また、昨今のさまざまなリスクを回避しようとする安全意識の高まりに加え、ちちぶ地域においては、少子化や地域行事の縮小などにより、子どもたちの交流の場が減少し、その結果、子どもたちが世代を超えて関わる機会も少なくなっています。学校生活や習い事などにおける関わり合いも大切ですが、世代を超えた関わり合いは、このような時代において一層重要な意味を持ちます。世代を超えた交流は、子どもたちに新たな刺激や価値観を与え、学校とは異なる学びの場となります。さらに、そうした交流の中で触れる日常とは異なる体験は、子どもたちが自ら考え、工夫して行動する力を養います。そして、同じ体験を仲間と共有し、互いに助け合いながら活動することで、協調性や社会性を育むのです。

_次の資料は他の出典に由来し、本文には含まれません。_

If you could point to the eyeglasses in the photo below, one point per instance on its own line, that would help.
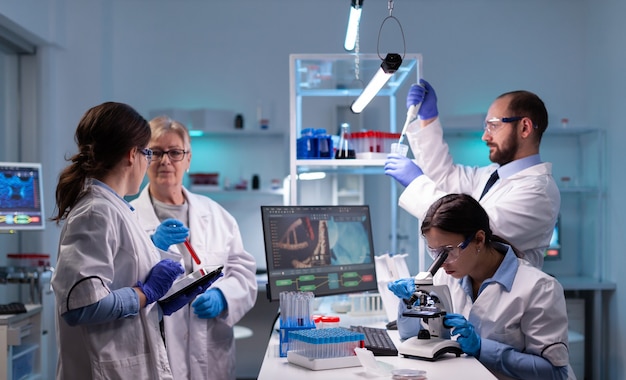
(173, 154)
(453, 252)
(148, 153)
(492, 126)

このような背景を踏まえ、本年度の次世代人材育成委員会は、子どもたちが明るい豊かな未来を歩めるよう、学校では学ぶことができない五感で育む体験型の人材育成に取り組んでまいります。また、子どもたちが多様な個性を持つ仲間とコミュニケーションを取り、自らの成長を感じられる機会を創出するとともに、事業を通じて「挑戦」の大切さを学べる場を提供してまいります。自ら考え、行動し、全力で取り組む「挑戦」はその結果によらず、それ自体がかけがえのない経験です。この経験は、自分の力で未来を切り拓く原動力となり、子どもたちの将来の可能性を大きく広げるものと信じています。

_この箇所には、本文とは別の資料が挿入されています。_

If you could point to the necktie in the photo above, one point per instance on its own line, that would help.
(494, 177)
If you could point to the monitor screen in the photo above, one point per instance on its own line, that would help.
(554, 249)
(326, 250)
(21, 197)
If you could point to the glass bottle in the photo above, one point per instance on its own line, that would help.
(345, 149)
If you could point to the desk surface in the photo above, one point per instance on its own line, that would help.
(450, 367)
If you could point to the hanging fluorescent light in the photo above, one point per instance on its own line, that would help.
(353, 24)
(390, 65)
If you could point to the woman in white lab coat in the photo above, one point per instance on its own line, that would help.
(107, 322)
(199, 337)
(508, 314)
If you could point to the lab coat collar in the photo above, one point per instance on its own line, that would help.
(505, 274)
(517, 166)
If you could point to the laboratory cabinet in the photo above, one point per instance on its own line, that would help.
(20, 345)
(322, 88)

結びに、検索すれば答えが見つかる時代であっても、子どもたちの未来には無限の可能性があり、その答えは検索しても見つかりません。私たち大人にできることは、その可能性を信じ、広げてあげることです。次世代人材育成委員会はその思いを胸に、子どもたちが自らの力で明るい未来を切り拓いていける存在となるよう、成長の糧となる事業を構築し、多くの学びと挑戦の機会を提供してまいります。